While dismissing a plea filed by three of the four death-row convicts seeking a stay on their execution, Additional Sessions Judge Dharmender Rana said: "When would the convicts meet the Creator for their eternal penitence? The issue has been pestering the conscience of the community for past some time. The time consumed by the process of law has even led some diffident voices to timorously question the very efficacy of 'Rule of Law'.
"Let me inform all the suspecting souls that in this great land of Gautam Buddha and Gandhi, Rule of Law and not impetuous mob mentality, decides the fate of even the most wretched criminals and most abominable crimes. The resilience of law signifies the inherent safeguards against human errors and not the weakness of law".
The convicts tried to delay the hanging by resorting to all kinds of tactics but in vain as the court on Thursday cleared the decks for Friday's hanging by dismissing the plea as no valid ground was brought to its notice to justify the stay of execution of death warrants.
On March 5, a trial court issued fresh death warrants for 5.30 am on March 20 for the execution of convicts Mukesh Singh (32), Pawan Gupta (25), Vinay Sharma (26) and Akshay Kumar Singh (31).
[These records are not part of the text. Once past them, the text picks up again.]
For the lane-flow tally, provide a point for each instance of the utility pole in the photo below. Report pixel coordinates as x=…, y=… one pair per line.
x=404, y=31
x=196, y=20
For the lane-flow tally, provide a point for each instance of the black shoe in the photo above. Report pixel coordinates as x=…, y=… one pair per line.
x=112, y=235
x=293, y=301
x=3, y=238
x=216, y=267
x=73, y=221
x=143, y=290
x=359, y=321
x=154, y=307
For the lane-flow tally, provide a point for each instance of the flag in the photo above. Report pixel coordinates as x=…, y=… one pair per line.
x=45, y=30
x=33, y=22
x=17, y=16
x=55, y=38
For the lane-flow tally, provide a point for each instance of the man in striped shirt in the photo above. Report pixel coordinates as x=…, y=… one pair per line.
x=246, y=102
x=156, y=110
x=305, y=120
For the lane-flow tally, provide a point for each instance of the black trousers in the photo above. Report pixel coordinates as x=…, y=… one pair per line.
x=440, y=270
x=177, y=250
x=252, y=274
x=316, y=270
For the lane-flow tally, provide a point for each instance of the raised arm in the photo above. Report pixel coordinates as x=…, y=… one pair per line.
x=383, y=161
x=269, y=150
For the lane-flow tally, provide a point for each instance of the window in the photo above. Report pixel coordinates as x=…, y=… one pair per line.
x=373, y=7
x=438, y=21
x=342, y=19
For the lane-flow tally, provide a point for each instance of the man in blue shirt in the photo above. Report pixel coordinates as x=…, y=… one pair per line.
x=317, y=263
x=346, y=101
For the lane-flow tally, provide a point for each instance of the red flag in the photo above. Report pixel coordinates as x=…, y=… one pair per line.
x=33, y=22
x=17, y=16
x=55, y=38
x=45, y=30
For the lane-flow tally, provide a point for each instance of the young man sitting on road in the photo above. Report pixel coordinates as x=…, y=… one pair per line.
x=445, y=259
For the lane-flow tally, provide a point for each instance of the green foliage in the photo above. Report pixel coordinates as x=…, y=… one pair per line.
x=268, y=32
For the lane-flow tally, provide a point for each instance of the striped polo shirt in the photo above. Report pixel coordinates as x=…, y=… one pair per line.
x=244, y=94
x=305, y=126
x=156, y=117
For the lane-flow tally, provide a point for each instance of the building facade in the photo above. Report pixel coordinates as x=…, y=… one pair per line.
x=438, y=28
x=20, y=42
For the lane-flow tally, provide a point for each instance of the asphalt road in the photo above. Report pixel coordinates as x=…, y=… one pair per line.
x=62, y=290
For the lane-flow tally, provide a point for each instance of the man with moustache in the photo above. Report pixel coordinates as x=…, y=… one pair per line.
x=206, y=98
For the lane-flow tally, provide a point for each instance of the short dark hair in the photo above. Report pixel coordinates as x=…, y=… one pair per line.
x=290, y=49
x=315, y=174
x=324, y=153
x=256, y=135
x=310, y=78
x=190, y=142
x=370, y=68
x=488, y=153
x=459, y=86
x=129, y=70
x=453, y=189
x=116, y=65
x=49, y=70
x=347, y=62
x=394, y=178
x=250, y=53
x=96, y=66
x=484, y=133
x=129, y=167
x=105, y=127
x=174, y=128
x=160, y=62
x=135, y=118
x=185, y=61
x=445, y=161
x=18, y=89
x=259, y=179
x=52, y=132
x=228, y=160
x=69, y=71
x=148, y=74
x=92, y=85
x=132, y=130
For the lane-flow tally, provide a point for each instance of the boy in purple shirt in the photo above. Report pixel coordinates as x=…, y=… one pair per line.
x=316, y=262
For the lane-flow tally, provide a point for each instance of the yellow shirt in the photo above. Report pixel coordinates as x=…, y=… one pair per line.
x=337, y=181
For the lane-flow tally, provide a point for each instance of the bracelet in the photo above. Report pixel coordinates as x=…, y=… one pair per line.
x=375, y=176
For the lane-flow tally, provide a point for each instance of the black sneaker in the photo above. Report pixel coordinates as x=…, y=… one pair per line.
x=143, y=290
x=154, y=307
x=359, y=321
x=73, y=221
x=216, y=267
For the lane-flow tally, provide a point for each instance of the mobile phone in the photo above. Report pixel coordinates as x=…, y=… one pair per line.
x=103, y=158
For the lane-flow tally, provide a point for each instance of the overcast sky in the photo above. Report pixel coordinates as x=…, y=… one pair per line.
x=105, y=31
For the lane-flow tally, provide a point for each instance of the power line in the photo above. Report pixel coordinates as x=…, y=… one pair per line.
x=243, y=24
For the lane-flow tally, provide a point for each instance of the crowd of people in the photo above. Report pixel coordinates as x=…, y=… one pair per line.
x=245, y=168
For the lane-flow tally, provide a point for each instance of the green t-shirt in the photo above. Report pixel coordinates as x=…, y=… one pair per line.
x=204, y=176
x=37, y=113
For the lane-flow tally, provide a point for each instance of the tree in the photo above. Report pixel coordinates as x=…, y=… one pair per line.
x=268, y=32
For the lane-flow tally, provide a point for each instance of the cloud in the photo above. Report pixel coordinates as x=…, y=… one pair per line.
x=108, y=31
The warrants, which were issued for the first time on January 7, have been deferred four times earlier on the ground that they were yet to exhaust all the legal remedies.
A 23-year-old physiotherapy intern, who came to be known as 'Nirbhaya' (fearless), was gang raped and savagely assaulted in a moving bus in south Delhi on December 16, 2012. She died after a fortnight.
Six people, including the four convicts and a juvenile, were named as accused. Ram Singh, the sixth accused, allegedly committed suicide in the Tihar Jail days after the trial began in the case.
The juvenile was released in 2015 after spending three years in a correctional home.